文青荀哪里不知是惹了人物,心里后悔,却又觉得该是如此,一怒为红颜尔!
而一旁梅娘则是依旧泰然自若,轻声:“朱公子,误会,小女子与本人并无认识,这位公子不过是闻得花香,上前一问,惹了公子,还望看在小女子的份上,饶他一命。”
这番话倒是哄住了那朱公子,不过死罪可免,活罪难逃,朱公子开口道:“饶他也不是不行,今日要梅姑娘陪我一宿,不然便要这人断一条腿,再扔到城外。”
“朱公子向来知道梅娘这的规矩,怕是错爱了,这人便您处置吧”
梅娘开口道,“妈妈,我累了,回去歇着了,这屋子到时候记得收拾。”
文青荀一听,顿觉五脏寸断,那朱公子来了脾气,尽当场断了文青荀一只腿。
“啊”
的一声,喜娘从梦中惊醒,方知是梦,却也再无心睡眠。
惊魂落鬼门徘徊
说是半夜里闹了动静,则着冬日里帘子厚重,加上春杏,春梅逛了灯会,便没被吵醒。
喜娘惊坐起,待缓过神来,身上都凉了半截,赶忙钻进被窝,又觉口渴难耐,头疼的厉害,便撑着身子,披了衣服,喝了盏凉茶,方才感觉活了过来。
回到床上,竟觉得梦中滋味,真实的紧,那被断腿的滋味实在疼的锥心刺骨,如今尚有余味。

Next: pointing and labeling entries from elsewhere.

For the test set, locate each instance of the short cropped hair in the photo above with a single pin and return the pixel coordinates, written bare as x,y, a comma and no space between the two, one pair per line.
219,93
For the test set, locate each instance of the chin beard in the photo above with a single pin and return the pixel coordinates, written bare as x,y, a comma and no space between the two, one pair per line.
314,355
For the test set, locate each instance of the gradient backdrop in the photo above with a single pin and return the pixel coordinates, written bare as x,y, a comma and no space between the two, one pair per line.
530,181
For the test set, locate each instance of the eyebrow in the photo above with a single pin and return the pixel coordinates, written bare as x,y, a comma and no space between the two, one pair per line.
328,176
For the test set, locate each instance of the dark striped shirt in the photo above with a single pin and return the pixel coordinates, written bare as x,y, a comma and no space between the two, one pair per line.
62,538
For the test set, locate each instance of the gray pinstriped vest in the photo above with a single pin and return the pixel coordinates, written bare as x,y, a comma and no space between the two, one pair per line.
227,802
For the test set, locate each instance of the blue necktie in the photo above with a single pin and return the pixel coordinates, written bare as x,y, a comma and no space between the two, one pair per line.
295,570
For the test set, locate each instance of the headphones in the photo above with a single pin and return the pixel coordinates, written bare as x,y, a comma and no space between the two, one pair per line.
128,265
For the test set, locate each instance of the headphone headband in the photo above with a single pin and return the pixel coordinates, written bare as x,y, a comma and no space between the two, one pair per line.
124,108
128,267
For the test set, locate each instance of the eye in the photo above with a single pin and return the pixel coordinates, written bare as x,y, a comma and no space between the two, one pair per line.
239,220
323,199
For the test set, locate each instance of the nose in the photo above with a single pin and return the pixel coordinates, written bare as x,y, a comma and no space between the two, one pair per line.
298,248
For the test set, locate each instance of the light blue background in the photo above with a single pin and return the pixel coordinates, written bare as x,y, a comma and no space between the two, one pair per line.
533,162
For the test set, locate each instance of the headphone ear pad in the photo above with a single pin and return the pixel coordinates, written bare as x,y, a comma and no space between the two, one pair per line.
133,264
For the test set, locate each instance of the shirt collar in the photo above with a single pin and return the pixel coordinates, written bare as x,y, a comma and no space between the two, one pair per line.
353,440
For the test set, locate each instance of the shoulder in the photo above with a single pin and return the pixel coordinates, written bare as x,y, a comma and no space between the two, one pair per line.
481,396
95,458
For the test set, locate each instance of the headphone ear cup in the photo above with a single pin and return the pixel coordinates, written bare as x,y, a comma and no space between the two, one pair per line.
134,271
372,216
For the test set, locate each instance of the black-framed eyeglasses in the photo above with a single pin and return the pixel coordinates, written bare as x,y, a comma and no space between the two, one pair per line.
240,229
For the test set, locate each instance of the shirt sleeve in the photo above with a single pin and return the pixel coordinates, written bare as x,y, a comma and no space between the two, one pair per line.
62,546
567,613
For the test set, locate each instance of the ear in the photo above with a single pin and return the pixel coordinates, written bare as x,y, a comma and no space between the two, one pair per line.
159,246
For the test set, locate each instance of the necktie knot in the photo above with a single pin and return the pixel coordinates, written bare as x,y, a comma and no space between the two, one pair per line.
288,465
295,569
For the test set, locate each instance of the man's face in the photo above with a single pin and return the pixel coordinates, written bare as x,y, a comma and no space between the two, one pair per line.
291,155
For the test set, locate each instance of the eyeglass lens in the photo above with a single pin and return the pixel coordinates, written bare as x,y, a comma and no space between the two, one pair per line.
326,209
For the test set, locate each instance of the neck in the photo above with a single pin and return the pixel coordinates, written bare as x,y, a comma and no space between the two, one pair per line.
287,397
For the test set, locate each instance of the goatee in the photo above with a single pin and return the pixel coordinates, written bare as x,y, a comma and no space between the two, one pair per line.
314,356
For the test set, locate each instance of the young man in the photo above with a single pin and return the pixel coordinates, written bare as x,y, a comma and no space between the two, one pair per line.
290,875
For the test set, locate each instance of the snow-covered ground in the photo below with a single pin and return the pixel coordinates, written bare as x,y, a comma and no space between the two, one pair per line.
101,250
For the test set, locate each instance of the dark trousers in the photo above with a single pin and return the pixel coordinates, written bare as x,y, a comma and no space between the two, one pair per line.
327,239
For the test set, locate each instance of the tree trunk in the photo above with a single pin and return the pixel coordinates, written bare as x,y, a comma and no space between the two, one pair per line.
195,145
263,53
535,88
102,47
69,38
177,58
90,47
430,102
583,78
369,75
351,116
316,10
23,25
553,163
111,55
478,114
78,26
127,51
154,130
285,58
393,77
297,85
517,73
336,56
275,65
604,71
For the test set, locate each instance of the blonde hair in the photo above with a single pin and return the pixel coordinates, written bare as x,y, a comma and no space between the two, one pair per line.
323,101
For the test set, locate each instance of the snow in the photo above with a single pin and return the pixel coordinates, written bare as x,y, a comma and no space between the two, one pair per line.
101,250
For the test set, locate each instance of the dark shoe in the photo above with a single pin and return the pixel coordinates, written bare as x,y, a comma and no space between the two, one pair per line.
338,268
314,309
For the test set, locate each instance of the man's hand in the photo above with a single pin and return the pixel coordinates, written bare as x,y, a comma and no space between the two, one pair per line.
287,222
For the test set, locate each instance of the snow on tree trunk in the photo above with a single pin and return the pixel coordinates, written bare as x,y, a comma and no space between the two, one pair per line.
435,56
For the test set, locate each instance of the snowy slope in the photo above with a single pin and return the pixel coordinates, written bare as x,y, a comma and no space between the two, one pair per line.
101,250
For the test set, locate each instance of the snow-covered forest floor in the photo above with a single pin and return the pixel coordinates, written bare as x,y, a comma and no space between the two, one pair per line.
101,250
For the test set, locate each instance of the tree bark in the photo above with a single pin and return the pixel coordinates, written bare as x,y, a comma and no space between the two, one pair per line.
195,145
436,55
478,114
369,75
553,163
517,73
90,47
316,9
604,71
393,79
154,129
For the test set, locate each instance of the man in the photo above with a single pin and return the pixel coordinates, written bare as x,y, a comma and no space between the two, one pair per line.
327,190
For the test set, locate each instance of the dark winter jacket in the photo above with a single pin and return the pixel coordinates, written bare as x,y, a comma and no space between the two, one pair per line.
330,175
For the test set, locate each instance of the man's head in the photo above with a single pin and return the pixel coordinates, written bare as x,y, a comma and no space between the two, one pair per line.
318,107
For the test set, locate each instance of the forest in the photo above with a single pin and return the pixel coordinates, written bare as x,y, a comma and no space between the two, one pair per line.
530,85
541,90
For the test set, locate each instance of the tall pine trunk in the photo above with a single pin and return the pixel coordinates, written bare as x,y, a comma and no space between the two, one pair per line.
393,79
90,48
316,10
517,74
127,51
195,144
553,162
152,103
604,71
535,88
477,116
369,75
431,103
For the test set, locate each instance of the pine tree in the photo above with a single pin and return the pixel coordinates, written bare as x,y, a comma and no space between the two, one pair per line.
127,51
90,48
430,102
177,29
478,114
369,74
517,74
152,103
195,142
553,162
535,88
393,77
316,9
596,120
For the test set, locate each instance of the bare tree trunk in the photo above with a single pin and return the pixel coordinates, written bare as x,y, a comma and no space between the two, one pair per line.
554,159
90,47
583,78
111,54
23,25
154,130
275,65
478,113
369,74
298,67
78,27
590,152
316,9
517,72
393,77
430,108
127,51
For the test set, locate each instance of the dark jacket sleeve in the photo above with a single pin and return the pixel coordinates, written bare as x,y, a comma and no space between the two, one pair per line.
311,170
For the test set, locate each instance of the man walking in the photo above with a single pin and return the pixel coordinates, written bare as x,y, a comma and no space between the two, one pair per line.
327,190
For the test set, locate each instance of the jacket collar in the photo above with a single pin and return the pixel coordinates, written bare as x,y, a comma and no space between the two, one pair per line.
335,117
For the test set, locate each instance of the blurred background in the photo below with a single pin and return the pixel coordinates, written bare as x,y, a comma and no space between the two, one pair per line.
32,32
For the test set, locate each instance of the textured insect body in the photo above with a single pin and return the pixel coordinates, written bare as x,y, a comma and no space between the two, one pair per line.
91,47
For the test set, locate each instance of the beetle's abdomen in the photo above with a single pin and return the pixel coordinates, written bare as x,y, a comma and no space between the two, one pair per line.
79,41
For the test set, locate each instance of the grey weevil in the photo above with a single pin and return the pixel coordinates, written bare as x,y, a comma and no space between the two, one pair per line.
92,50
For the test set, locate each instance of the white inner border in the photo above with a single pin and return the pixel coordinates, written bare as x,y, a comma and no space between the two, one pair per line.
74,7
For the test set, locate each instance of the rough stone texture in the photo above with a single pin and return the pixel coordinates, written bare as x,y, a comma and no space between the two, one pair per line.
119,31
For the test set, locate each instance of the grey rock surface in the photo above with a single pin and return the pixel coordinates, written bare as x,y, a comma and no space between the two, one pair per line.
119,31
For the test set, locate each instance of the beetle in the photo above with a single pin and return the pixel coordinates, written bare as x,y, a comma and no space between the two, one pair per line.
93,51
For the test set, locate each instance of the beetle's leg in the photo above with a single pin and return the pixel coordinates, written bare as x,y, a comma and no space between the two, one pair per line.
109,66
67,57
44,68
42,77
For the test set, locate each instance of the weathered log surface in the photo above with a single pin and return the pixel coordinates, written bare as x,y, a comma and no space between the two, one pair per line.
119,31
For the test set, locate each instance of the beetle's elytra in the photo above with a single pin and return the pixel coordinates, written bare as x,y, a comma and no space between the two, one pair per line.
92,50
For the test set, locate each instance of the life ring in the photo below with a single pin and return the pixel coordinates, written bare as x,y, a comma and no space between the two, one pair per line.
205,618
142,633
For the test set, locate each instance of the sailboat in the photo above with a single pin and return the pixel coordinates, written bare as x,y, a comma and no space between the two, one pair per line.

思及此,喜娘觉得还是待在齐府大宅里安宁的多,且不说老太太赏脸,认了她这个孙女,便不是如此,此地也算民风淳朴,鲜少有仗势欺人之景。
喜娘略定心神,觉得无论如何,不能虚度年华,只如今穿成女儿身子,一上不了庙堂之高,二不好抛头露面,三到了年岁,终究是要红妆待嫁的,莫说她里子不同,便是真是女儿心,也未必喜欢这男人的世界。
左右想着,却无所适从,若她是男儿身,好歹还能有所作为,如今成了女儿身,只能混迹在这高宅深院里,虚度年华,最好不过是遇到个男子,蹉跎一生。
说来,自魂穿以来,尚未仔细思考过身后事,这齐府大宅,终究不是栖身之所,说句不中听的话,哪里会有人愿意养着她这么一个独家女,若不是老太太心慈,念着她可怜,这齐府里谁也不会在意她死活,多的不过是个干活的丫头罢了。
而自己魂穿过来,本就有违天和,身子上时常不利,精神也常有不济,左右两三日,便头疼一次,加上这前身枯瘦如柴,明显的营养不良,自难有所作为。
前世记忆中带来的东西,在这里并无甚用,一不会点石成金,二不是满腹经纶,从商之道便是邈邈,进取之心也是全无。
枯坐了一会儿,喜娘觉得头疼起来,便索性不再思虑此事,但心中总也阵阵不宁,总觉得荒唐度日,对不起这份天缘。
不知过了许久,外面听了动静,想着可能是府里下人已经起了,喜娘便糊涂睡去,等着春杏,春梅回头叫自己。
哪知这一觉睡的是昏天黑地,急坏了春杏,春梅两个丫头。
源是第二日天一亮,照常时间,春杏,春梅早早起来,收拾屋子,端了热水,进来请喜娘起身,昨儿回来的晚了,今儿要去老太太那回话的。
哪想着叫了几声,床上竟没反应,春杏,春梅原以为是姑娘昨日逛了灯会,累了,贪睡了会儿,便也没当回事,两人见时间还早,如今老太太定也是刚起,外面还没动静,显然是早饭还没喊呢,便等了些时候。
过了一刻钟,春杏,春梅便再去喊,竟还是没动静,两人才觉有异,急忙挂了帘子,见着喜娘面色微红,气息错乱,显然是染了病了,又见额头发烫,定是吹了风,得了风寒。
俩丫头赶忙温了帕子,给喜娘擦脸,却不见喜娘有什么反应,显然是烧得厉害,只能去老太太那里找人。
春梅留着在屋里照顾喜娘,春杏一路小跑,差点撞上前来送饭的莺儿姑娘,忙告了罪,便跟着莺儿一同去老太太那,见了白妈妈,白妈妈问道:“春杏,你不在屋里伺候你们姑娘,一大清早的跑过来,是什么事?”
春杏道:“回白妈妈,我们姑娘如今染了风寒,躺在床上起不来身子,眼看着是不大好了,屋里就我和春梅俩,来请老祖宗做主,到外头请位郎中瞧瞧。”